Ein weiterer wichtiger Aspekt meiner Kandidatur war und ist, die Umsetzung des Konzeptes zur Herstellung von Geschlechtergerechtigkeit voranzubringen. Gabi Ohler und Ulrike Zehrhau, die sich bisher im Parteivorstand mit den Themen Gleichberechtigung und Feminismus beschäftigt haben, haben nicht noch einmal kandidiert. Innerhalb der LINKEN müssen wir es schaffen, eine Gleichberechtigung zwischen Mann und Frau nicht nur durch Quoten künstlich zu erzeugen, sondern wir müssen ein Selbstverständnis dafür entwickeln, gleich zu sein bzw. die Unterschiede anzuerkennen und dass man nicht anhand der Geschlechter unterscheiden kann und darf.

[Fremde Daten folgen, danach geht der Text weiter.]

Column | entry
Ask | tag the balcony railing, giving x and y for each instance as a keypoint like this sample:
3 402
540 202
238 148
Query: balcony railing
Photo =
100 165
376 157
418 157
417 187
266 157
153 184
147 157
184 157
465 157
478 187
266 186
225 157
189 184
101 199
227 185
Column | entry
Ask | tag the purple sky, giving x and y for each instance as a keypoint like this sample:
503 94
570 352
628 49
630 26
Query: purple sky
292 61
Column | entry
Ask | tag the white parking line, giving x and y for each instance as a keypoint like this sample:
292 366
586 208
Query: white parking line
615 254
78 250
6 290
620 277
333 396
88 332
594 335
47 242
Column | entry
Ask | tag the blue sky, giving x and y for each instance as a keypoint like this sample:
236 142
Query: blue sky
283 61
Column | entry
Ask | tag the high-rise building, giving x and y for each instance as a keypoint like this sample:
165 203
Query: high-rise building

Die erste Sitzung des Parteivorstandes ist vorbei. Ich habe viel Potenzial gespürt und finde, dass Katja und Bernd ihre Aufgabe bisher sehr gut machen. Das 120-Tage-Programm befasst sich zum einen mit innerparteilichen Baustellen und will unsere Mitgliedschaft wieder motivieren, aktiv zu werden, spricht aber auch zentrale politische Themen wie »Umfairteilen – Reichtum besteuern« oder FairWohnen an. Wichtig wird sein, in naher Zukunft glaubwürdig rüber zu kommen und sich nicht mehr nur mit Personalfragen zu beschäftigen. Die Wahl in Niedersachsen wird eine ernsthafte Probe für die Bundestagswahlen 2013 werden. Wir dürfen gespannt sein!